Cost segregation allows you to take more of the depreciation sooner. By separating the property into components such as carpeting, flooring, wiring etc that have a shorter depreciable life, you get a tax break sooner- which helps your cash flow, if you invested the money you’d typically come out ahead rather than letting the IRS hold onto it!
For example, if $80,000 of the $700,000 property is for the above (plumbing, carpet etc), you would take the remaining $620,000 over 39 years, but for the $80,000 you could section 179 it- if your practice income is over $530k and the $80k is depreciated over the highest bracket, that’s an immediate $32,000 back in your pocket plus another $6500 (from the property over 39 years) back in your pocket! Or if you use MARCS depreciation over five years it would be about another $6000 per year ($32k divided by five) in your pocket.
So this works well if you’re in a high tax bracket and will be the next five years. If you aren’t, I don’t totally understand but read in year 3 or 4 you can “go back” and get a big depreciation in one year.
I’m wondering what percent of your property is segregated- obviously this affects whether it is cost effective to pay the $5000 or whatever for the engineering study.
One disadvantage of doing this is when you sell the segregated costs (wiring, carpeting, flooring etc) if you expect to get any value you paid for it it’s taxed at regular rates which depending on your bracket could be 39.5% rather than the section 1250 special rate of 25%. But if it’s over a long timeframe you’ll come out ahead with proper investing etc.
Personally, I wouldn’t buy a property, commercial or residential, just for this tax break. But if you are buying a property, might as well take advantage of it!
I plan to retire early so wouldn’t be in any building too long, and don’t want to deal with selling a building. My own opinion is real estate, commercial or residential just creates headaches and extra work.
As I said, profits from real estate are taxed at the regular rate or 25% rate rather than the more favorable capital gains rates (15, 18.3 or 23.8% for stocks). Diversification is another issue- in my viewpoint less risk with a REIT in which multiple properties are owned, rather than one individual property.
But to each their own… good luck to those of you who have chosen this route.
Two things about deferring or avoiding taxes with real estate:
1. 1031 exchange- when you sell a residential or commercial property if you purchase another property then you don’t have to immediately pay depreciation recapture (25% tax on anything depreciated while you owned the property) as well as capital gains. It gets rolled into your next property. Once you sell the second property then you’d be responsible for ALL taxes. So it only defers taxes, not avoids them.
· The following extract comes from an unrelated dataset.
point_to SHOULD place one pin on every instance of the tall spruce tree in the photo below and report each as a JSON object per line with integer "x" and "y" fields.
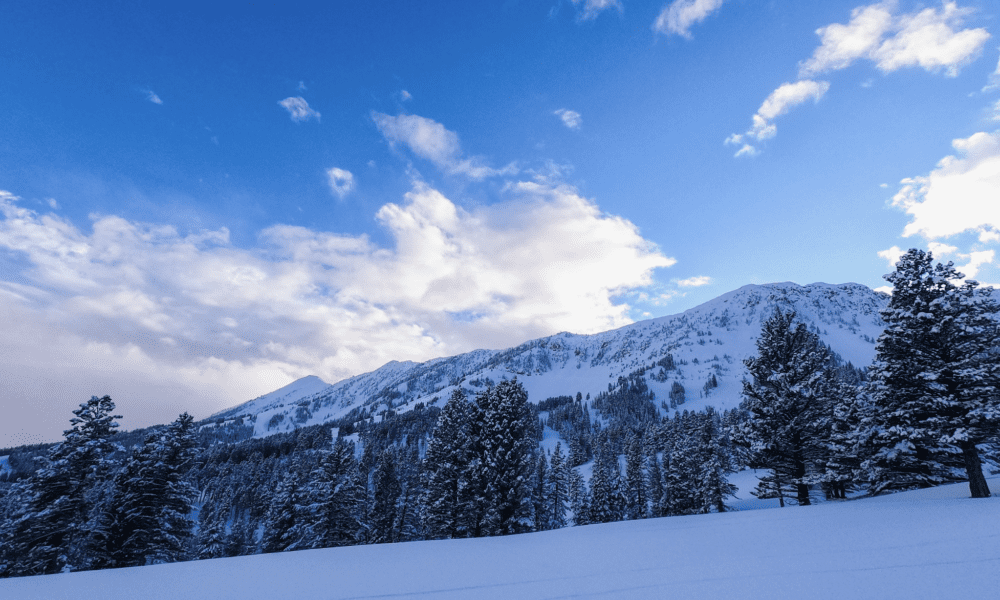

BUT- there may be a loophole due to sale of personal residence free of gains if you’ve lived there 2 of last 5 years. If you have a big increase in value of the property, you can find a personal residence when you sell your business property that’s of equal value, buy it and rent it out for a few years. Then move in, if you live at least 2 of last 5 years then $500,000 of capital gains is excluded- but you’d still pay the 25% depreciation recapture under section 1251.
This works well if the value of your property has shot up. But if it’s about the same probably not worth the hassle.
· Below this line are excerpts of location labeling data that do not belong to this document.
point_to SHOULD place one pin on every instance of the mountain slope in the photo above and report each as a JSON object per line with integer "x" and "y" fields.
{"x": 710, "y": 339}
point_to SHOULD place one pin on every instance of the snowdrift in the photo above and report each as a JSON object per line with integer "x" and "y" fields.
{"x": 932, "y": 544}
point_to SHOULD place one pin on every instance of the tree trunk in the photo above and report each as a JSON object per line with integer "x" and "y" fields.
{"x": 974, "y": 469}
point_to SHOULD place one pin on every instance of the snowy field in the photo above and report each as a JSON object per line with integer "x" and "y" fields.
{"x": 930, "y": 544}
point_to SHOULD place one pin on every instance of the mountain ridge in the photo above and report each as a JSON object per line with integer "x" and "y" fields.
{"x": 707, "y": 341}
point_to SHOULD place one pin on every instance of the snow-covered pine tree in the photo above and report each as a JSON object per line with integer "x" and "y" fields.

2. Capital basis step up at death- say you own your practice building for 26 years and depreciate 2/3 of it. And say the value has went up $100,000, then unfortunately if you pass away, at least you can leave the building to your heirs, they can resell it immediately- without paying depreciation recapture or capital gains! This is also true for stocks, mutual funds, gold, etc.
However, if you’re unhappy with your real estate investment for whatever reason (typically the slow growth of real estate barely beats inflation, compared to stocks) and want out it may make sense to pay up the taxes.